How to Replace Porch Flooring How to Replace Porch Flooring
by Joanna Swanson, Demand Media
Porch flooring is exposed to the elements and over time will become damaged. The flooring may begin to rot, which can cause major damage to the porch if the rot spreads to the joists. Damaged joists are more difficult to replace than flooring, so flooring damage should be fixed promptly. Do not simply cut out the damaged areas and patch the floor; this creates joint lines that look out of place in an otherwise jointless porch. Use full-length flooring boards to preserve the look of the porch.
Remove the Damaged Flooring
Remove the first damaged board by running a circular saw or rotary tool with a multipurpose cutting bit down the center of the board. Set the depth of the saw by holding the saw up to the board on an edge and set the blade so that it is level with the bottom of the board. This will prevent you from cutting into flooring joists.
Stop the circular saw or rotary tool before you reach the wall of your house. Use a 1-inch demolition chisel to split the remaining part of the board.
Remove the board with a pry bar and hammer.
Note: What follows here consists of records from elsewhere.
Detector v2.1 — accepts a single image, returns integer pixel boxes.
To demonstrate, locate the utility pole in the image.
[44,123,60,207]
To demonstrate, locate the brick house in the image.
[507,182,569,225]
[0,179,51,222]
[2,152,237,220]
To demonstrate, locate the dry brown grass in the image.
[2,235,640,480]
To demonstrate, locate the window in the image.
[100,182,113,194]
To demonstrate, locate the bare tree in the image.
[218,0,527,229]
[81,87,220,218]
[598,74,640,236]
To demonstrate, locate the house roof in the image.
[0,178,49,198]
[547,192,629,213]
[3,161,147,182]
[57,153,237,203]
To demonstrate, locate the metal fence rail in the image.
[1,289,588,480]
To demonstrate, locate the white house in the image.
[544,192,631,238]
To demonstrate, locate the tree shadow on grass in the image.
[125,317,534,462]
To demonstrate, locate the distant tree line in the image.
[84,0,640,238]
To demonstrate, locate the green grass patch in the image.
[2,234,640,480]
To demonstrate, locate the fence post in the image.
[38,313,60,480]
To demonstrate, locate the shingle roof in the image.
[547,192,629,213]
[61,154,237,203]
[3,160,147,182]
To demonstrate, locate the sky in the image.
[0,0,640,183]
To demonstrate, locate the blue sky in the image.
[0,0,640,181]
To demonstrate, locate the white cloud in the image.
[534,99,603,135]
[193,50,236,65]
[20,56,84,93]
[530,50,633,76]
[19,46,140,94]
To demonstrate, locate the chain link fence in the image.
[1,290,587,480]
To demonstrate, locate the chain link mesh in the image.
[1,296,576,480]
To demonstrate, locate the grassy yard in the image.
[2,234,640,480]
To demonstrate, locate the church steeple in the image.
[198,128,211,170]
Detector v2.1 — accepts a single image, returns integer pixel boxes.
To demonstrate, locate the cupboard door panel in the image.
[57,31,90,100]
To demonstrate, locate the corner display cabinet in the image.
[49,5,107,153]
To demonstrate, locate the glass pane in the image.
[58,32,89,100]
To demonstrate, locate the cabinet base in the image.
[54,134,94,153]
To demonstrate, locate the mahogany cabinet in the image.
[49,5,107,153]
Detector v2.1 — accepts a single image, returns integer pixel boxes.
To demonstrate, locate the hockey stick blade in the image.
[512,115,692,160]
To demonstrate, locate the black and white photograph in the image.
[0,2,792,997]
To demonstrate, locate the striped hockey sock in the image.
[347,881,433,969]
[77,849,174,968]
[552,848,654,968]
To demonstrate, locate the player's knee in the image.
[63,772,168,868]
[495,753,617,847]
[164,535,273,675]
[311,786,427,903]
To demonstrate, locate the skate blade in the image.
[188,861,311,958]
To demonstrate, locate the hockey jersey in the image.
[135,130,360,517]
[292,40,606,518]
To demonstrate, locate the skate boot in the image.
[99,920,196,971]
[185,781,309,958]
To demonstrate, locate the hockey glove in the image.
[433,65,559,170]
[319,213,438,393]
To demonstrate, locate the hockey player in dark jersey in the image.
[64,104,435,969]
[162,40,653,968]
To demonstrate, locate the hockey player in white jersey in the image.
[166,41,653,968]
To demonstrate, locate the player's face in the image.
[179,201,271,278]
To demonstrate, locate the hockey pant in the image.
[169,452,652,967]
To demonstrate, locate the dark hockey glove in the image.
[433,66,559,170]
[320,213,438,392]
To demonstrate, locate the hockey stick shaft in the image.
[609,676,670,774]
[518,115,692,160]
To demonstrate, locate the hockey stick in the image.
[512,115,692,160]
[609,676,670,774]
Be careful not to damage nearby boards if they do not need to be replaced.
Pry up the next damaged board using the pry bar. Start at the edge of the porch and work toward the house until the board pops loose. Remove any nails that stay in the joists.
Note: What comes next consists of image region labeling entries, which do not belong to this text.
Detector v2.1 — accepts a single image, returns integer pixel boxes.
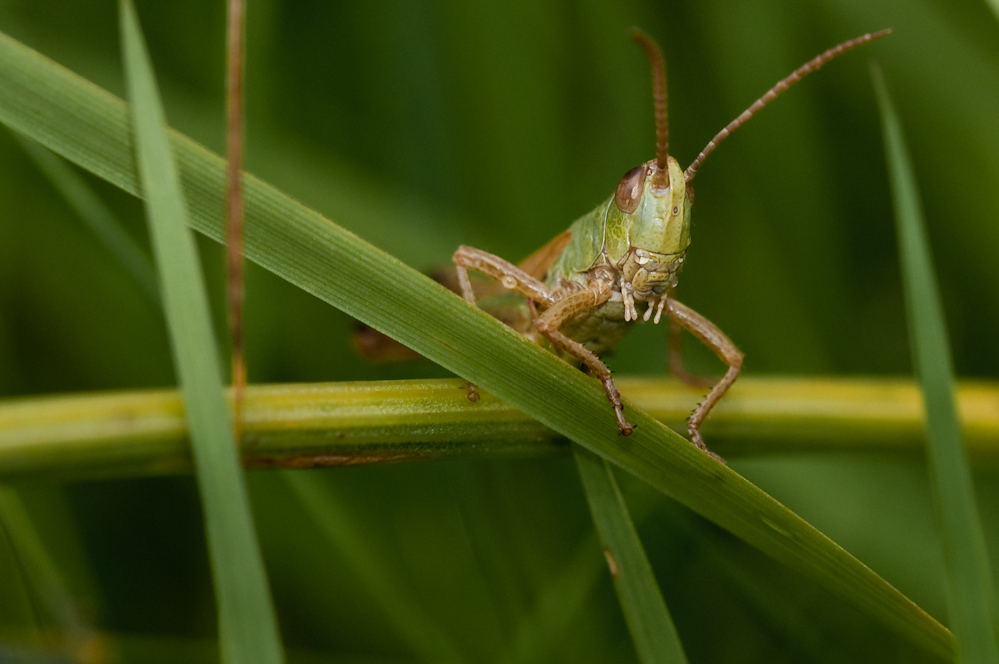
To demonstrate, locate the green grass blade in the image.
[282,472,464,662]
[872,66,999,664]
[0,376,999,481]
[119,0,284,664]
[13,132,160,300]
[573,445,687,664]
[0,485,83,643]
[0,29,952,655]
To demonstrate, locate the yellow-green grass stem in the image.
[0,377,999,480]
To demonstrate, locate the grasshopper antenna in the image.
[630,28,669,186]
[684,28,891,182]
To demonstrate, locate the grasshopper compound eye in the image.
[614,164,649,214]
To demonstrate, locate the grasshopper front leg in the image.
[666,299,743,461]
[453,245,552,401]
[534,279,635,436]
[454,245,552,305]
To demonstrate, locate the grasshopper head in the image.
[614,157,690,301]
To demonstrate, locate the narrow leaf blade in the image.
[0,29,952,656]
[119,5,284,664]
[573,445,687,664]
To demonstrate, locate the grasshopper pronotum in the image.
[454,30,891,456]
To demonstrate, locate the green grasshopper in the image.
[454,30,891,458]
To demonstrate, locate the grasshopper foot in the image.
[687,424,728,465]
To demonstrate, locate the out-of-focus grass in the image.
[118,0,284,664]
[871,65,999,664]
[0,0,999,662]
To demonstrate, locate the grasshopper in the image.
[454,30,891,460]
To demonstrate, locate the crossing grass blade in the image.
[871,65,999,664]
[573,445,687,664]
[0,27,952,657]
[119,0,284,664]
[13,132,159,300]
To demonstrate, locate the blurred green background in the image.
[0,0,999,662]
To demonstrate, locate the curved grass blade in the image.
[0,29,952,656]
[12,132,160,301]
[119,0,284,664]
[0,376,999,481]
[572,445,687,664]
[871,65,999,664]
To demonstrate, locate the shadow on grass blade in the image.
[871,64,999,664]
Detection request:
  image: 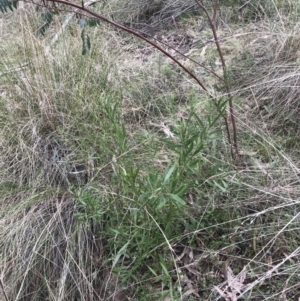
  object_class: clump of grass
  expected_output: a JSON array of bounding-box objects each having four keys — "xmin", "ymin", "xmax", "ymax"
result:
[{"xmin": 0, "ymin": 1, "xmax": 299, "ymax": 300}]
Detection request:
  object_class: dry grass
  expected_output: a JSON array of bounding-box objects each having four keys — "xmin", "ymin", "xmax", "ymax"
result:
[{"xmin": 0, "ymin": 1, "xmax": 300, "ymax": 301}]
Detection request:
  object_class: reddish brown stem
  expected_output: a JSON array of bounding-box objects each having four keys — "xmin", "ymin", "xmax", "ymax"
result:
[{"xmin": 195, "ymin": 0, "xmax": 238, "ymax": 158}]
Continue removing all damaged boards in this manner. You only need to cut a board in half if it has no neighbor that has been removed.
Scrape the grooves and tongues of the exposed boards with a 5-in-1 scraping tool, or use an oscillating tool with a sanding or scraping accessory.
Replace the Flooring
Purchase new flooring that matches the dimensions of the existing porch flooring. If you cannot find an exact match, choose larger boards and have a carpenter mill them down to size for you or do it yourself on a table saw.
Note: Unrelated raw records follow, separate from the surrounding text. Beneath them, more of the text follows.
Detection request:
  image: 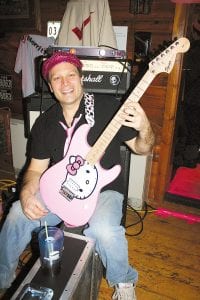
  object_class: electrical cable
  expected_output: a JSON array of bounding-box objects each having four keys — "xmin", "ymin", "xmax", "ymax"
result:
[{"xmin": 125, "ymin": 202, "xmax": 156, "ymax": 236}]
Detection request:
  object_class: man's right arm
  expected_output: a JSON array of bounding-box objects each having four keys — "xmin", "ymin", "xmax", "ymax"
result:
[{"xmin": 20, "ymin": 158, "xmax": 49, "ymax": 220}]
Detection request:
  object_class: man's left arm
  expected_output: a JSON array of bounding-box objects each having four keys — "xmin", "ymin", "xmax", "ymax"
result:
[{"xmin": 121, "ymin": 101, "xmax": 155, "ymax": 154}]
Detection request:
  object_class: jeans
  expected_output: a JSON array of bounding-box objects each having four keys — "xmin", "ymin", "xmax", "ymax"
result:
[
  {"xmin": 84, "ymin": 190, "xmax": 138, "ymax": 287},
  {"xmin": 0, "ymin": 191, "xmax": 137, "ymax": 288}
]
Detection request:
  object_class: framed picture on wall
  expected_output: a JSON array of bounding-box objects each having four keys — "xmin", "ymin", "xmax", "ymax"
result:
[{"xmin": 0, "ymin": 0, "xmax": 41, "ymax": 32}]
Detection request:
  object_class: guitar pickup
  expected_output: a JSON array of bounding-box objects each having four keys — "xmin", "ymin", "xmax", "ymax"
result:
[{"xmin": 59, "ymin": 186, "xmax": 74, "ymax": 202}]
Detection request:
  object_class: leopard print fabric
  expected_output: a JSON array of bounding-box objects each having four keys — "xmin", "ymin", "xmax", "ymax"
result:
[{"xmin": 84, "ymin": 93, "xmax": 94, "ymax": 127}]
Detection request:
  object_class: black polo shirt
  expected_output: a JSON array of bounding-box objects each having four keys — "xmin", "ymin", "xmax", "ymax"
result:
[{"xmin": 30, "ymin": 94, "xmax": 137, "ymax": 193}]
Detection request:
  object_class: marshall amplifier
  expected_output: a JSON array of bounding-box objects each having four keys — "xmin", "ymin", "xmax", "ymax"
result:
[
  {"xmin": 35, "ymin": 57, "xmax": 132, "ymax": 95},
  {"xmin": 81, "ymin": 59, "xmax": 131, "ymax": 95}
]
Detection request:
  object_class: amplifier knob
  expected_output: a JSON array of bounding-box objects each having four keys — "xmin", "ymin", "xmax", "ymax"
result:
[{"xmin": 99, "ymin": 49, "xmax": 106, "ymax": 56}]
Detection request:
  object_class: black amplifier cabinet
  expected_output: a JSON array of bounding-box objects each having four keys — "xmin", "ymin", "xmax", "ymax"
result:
[
  {"xmin": 35, "ymin": 57, "xmax": 132, "ymax": 95},
  {"xmin": 23, "ymin": 92, "xmax": 56, "ymax": 137},
  {"xmin": 82, "ymin": 59, "xmax": 132, "ymax": 95}
]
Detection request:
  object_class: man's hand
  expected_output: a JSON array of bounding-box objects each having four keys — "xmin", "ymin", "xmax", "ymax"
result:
[{"xmin": 21, "ymin": 192, "xmax": 48, "ymax": 220}]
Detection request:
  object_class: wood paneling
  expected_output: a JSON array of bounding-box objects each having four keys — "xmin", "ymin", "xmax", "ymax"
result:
[
  {"xmin": 98, "ymin": 205, "xmax": 200, "ymax": 300},
  {"xmin": 0, "ymin": 0, "xmax": 194, "ymax": 206}
]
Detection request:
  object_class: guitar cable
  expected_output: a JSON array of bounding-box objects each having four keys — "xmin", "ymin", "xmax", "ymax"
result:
[{"xmin": 125, "ymin": 201, "xmax": 156, "ymax": 236}]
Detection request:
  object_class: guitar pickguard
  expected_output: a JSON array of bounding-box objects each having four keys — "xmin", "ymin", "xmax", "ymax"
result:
[
  {"xmin": 59, "ymin": 155, "xmax": 98, "ymax": 201},
  {"xmin": 40, "ymin": 124, "xmax": 121, "ymax": 226}
]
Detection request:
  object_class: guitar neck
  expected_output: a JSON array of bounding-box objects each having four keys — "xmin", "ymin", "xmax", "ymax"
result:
[{"xmin": 85, "ymin": 70, "xmax": 155, "ymax": 165}]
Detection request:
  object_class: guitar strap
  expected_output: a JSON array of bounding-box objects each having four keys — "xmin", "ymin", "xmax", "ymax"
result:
[{"xmin": 59, "ymin": 93, "xmax": 95, "ymax": 156}]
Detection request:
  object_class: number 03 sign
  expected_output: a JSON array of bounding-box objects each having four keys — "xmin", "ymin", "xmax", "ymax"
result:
[{"xmin": 47, "ymin": 21, "xmax": 61, "ymax": 39}]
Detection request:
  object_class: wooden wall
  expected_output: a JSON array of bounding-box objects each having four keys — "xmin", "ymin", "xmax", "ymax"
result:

Prime all edges and faces of the new boards with an oil-based primer to protect them from moisture.
Squeeze construction adhesive on the exposed joists and place the first board, matching the groove of the new board to the tongue of the old board. Nail the board with a ring-shark sliding nail at an angle through the tongue into each joist. Recess each nail with a nailset.
Install the remaining pieces until you reach the board that will be next to old flooring. Mark the position of each joist on the adjoining board. With a table saw, cut off the bottom part of the groove so that it will sit on top of the tongue of the old flooring.
Slide the tongue of the last piece into the groove of the old flooring and tap the board into place until it sits firmly on top of the tongue of the previous piece. Place a sliding nail at each joist vertically instead of at an angle. Recess the nails using a nailset.
Sand the patched area so that it is flush with the old flooring. Paint the new decking to match the old.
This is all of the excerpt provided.